Ah, long weekends! Sleeping in, lazy afternoons in the sun, and losing track of time with a good book. And reading so much you save the blogging for later. Here are four books I devoured last weekend and cannot wait to get into the hands of children.
Patina, Jason Reynolds
"...That's kinda what running was to me. A way to shut people up. A way to... I guess, sometimes even shut myself up. Just turn it all off. Leave everything, all the hurting stuff, the unregular stuff that seemed regular to me, in the dust."
The second in Reynolds' Track series - Patina follows another member of Ghosts' track team, Patina, or Patty. Dedicated "For those who've been passed the baton too young," Patina's volume honors so many young women who are expected to handle it all. Life's difficulties and raw struggles get handed to way too many kids to young, and Patty's story is no different. Patty has always helped with her younger sister Maddy, and especially now so since they live with their Aunt and Uncle and not her mom, who struggles with diabetes, or as she calls it, The Sugar. Patty's to do list centers on her sister, "Make sure Maddy's bathed. make sure Maddy's dressed. Make sure Maddy's fed. Everything." (13-14). Part of Patty's 'everything' is running. Patty has always been a skilled runner, and joining the Defenders, her running team lets her put some serious distance behind her. Fitting in on her track team has been way easier than her new school, Chester Academy, where she feels out of place amongst the rich, white prep school crowd.

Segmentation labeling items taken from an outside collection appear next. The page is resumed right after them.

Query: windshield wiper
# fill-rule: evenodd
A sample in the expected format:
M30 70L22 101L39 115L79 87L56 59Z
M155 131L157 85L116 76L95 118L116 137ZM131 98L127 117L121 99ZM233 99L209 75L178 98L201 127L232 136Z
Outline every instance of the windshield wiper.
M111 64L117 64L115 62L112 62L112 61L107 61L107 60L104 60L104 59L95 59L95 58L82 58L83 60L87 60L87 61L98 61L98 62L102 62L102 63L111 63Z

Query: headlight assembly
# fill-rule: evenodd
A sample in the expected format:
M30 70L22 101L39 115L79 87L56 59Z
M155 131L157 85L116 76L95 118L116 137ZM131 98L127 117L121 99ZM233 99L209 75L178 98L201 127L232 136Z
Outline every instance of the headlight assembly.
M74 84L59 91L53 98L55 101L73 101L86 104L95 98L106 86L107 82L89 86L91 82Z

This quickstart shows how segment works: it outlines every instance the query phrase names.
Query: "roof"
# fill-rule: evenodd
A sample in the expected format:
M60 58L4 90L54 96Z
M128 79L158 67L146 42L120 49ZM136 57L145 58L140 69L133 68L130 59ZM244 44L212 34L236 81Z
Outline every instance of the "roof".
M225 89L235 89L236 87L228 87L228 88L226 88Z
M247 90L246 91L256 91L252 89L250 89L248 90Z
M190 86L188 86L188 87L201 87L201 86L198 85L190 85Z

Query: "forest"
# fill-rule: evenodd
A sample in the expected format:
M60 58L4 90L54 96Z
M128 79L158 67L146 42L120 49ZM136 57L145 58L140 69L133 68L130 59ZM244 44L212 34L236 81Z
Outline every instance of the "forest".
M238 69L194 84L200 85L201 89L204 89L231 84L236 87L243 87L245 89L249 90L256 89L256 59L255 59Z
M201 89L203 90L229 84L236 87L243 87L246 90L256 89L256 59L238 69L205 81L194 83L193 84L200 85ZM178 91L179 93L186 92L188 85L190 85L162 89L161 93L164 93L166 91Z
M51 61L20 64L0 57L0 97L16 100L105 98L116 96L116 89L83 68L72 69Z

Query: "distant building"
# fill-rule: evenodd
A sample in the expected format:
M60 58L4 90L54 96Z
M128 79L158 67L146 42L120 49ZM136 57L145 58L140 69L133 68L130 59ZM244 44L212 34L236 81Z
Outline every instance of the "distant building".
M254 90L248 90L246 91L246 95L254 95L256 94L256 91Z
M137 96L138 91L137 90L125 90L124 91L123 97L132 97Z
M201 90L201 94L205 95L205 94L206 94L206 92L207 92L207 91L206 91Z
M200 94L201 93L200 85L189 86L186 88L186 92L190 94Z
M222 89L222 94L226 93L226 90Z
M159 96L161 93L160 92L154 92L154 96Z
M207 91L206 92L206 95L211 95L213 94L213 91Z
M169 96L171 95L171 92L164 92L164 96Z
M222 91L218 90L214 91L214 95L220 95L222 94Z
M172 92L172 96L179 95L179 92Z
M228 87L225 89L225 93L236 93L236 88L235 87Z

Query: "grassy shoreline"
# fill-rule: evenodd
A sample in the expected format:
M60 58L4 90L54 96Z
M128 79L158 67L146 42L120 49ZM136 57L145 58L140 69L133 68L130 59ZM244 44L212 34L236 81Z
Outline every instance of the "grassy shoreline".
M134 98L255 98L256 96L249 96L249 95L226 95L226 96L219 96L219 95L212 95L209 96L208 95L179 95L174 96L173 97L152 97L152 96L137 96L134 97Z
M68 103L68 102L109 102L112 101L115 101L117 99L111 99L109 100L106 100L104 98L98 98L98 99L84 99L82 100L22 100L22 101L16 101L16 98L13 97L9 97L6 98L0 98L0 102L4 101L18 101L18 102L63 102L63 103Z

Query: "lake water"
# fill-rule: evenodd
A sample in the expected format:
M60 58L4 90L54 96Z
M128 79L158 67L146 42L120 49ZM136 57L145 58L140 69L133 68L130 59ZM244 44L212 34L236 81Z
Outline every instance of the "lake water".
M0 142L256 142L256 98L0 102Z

As there are challenges at home, at school, and at track - you will tear through the pages racing after Patty.
Be the One: Six True Stories of Teens Overcoming Hardship with Hope, Bryon Pitts
"Healing can come from many places, but it starts and ends with you, the individual who finds the hero inside your own heart."As a journalist for over 30 years, Bryon Pitts has heard and shared innumerable stories. This collection takes six young voices who answer the question - "How do you explain it, young people who face what seem like insurmountable odds and yet succeed?" (2) Pitts describes, "These are not bootstrap stories of young people who made it on their own. But rather, young people who endured when they had to, sought out others when they could, and managed to stay faithful to their dreams and ambitions when they could very easily have given up. More than survivors, they are overcomers" (4). From Tania Parker, who Pitts met at her charter school when she was eleven years old, to Pappy a teen refugee who fled Zaire (now the Democratic Republic of the Congo) and now works for a relief agency- each story will leave you humbled and inspired. As Pitts writes, "I wanted others... to know they are not alone and know that heroes come in all sizes and ages" (5).

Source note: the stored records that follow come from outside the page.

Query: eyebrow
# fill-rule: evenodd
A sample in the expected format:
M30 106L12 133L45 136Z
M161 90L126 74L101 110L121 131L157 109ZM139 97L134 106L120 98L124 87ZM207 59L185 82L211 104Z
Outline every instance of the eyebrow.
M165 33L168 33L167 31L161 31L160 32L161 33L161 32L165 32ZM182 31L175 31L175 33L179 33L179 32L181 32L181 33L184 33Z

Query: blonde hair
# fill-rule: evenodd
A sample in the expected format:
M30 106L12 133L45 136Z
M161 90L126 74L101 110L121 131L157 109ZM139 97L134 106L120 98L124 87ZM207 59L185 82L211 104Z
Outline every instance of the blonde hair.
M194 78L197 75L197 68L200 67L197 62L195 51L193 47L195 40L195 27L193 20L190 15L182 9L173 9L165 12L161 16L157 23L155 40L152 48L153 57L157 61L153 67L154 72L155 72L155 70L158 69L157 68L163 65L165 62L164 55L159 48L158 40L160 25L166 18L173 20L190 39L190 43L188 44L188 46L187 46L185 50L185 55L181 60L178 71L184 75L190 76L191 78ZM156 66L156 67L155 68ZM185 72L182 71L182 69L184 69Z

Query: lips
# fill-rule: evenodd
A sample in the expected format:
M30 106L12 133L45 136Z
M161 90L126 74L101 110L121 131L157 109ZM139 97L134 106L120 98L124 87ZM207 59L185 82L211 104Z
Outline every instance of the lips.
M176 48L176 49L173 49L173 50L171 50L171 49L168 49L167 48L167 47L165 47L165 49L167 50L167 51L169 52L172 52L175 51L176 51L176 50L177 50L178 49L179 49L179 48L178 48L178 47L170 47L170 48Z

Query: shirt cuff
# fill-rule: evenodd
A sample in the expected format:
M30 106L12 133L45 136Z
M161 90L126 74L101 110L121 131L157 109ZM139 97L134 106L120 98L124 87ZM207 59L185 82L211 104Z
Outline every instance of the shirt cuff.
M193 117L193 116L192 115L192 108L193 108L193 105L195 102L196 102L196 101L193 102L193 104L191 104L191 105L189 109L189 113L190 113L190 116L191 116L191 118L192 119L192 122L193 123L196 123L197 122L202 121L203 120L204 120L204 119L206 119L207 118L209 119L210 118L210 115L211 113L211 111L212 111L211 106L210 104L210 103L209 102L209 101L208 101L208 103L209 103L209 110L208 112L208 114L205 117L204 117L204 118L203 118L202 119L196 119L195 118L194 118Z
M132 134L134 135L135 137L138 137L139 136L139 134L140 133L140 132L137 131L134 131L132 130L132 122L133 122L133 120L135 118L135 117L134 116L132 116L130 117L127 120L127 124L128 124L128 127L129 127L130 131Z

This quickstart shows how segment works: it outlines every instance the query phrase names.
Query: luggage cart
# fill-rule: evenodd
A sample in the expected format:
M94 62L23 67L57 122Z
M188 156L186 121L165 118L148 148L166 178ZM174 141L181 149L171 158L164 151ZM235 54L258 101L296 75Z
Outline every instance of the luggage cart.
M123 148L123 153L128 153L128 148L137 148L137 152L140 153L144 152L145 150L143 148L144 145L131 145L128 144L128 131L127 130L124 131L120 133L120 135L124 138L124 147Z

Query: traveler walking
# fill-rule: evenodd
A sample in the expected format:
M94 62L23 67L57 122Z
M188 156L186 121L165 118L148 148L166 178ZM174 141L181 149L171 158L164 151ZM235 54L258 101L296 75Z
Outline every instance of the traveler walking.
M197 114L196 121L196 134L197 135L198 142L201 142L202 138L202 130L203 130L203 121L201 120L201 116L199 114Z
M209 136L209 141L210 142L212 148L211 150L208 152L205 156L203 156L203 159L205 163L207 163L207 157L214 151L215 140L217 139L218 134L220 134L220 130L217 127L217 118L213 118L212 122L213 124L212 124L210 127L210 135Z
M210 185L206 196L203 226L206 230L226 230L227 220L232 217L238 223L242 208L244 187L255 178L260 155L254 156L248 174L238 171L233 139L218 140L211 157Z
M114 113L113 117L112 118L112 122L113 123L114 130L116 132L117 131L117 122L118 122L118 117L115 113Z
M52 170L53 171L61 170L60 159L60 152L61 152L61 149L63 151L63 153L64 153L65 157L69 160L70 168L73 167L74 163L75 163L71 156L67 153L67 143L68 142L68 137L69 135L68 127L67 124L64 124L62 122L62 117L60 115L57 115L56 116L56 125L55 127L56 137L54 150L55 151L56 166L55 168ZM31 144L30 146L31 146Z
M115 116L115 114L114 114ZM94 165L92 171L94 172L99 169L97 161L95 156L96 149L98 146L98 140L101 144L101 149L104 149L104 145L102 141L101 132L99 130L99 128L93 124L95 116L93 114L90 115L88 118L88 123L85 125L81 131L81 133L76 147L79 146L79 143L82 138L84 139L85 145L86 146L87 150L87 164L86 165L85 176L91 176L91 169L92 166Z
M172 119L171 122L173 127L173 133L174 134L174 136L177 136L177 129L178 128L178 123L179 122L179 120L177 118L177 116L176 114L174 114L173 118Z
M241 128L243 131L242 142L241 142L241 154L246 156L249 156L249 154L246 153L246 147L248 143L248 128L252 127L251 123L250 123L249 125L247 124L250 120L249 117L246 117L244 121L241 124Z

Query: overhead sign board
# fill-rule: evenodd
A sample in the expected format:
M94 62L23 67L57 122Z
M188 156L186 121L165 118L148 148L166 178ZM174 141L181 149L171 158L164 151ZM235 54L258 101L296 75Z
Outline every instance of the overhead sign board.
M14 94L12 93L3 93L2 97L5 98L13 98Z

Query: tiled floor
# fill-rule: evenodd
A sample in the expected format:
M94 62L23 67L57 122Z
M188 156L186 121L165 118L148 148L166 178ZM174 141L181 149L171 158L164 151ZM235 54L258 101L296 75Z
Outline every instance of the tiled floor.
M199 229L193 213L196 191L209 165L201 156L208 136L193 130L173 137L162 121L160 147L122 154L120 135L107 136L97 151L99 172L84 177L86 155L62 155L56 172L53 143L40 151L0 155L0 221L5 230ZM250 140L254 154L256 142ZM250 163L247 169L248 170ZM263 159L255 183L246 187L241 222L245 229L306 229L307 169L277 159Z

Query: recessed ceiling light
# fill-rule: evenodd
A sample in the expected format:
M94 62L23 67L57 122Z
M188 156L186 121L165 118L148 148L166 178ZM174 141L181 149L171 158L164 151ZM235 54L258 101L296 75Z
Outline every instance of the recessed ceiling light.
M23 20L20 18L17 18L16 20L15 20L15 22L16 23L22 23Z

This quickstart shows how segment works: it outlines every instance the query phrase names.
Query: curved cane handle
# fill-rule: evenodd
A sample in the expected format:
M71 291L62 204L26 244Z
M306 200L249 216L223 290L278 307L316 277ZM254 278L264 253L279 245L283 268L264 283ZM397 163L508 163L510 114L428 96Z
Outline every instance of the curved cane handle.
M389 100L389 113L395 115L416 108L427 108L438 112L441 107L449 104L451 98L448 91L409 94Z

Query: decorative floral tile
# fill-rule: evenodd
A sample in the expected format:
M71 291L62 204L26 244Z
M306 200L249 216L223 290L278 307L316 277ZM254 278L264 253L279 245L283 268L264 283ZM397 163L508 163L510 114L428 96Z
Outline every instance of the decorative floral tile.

I Am A Secret Service Agent: My Life Spent Protecting the President, Dan Emmett
"Before entering the room, I took a few seconds to think of my wife and family. I said a quick prayer to the effect that if called upon to kill... I would do so quickly and accurately, and President Clinton would live even if I did not. As my prayer ended, I was filled with a calm rage... no matter what, I would do my job to the best of my abilities."Dan Emmett served as a Secret Service agent for three presidents, President George H.W. Bush, President Bill Clinton, and President George W. Bush. In this incredible biography, Emmett catalogs his lifelong dream of being a secret service agent ever since seeing them in action when President Kennedy was assassinated. With gripping details, he shares the application process, training, and day-to-day life of various Secret Service assignments. Absolutely fascinating to see more of the inner workings of one of the most heralded agencies in the United States. I wish I could rewind and give this book to so many former students of mine. Step by step, you see what it took to even be selected for the Secret Service, and then all the other duties a Secret Service agent does before they even get close to guarding the President. This book will definitely be passed around quickly from student to student - incredible read!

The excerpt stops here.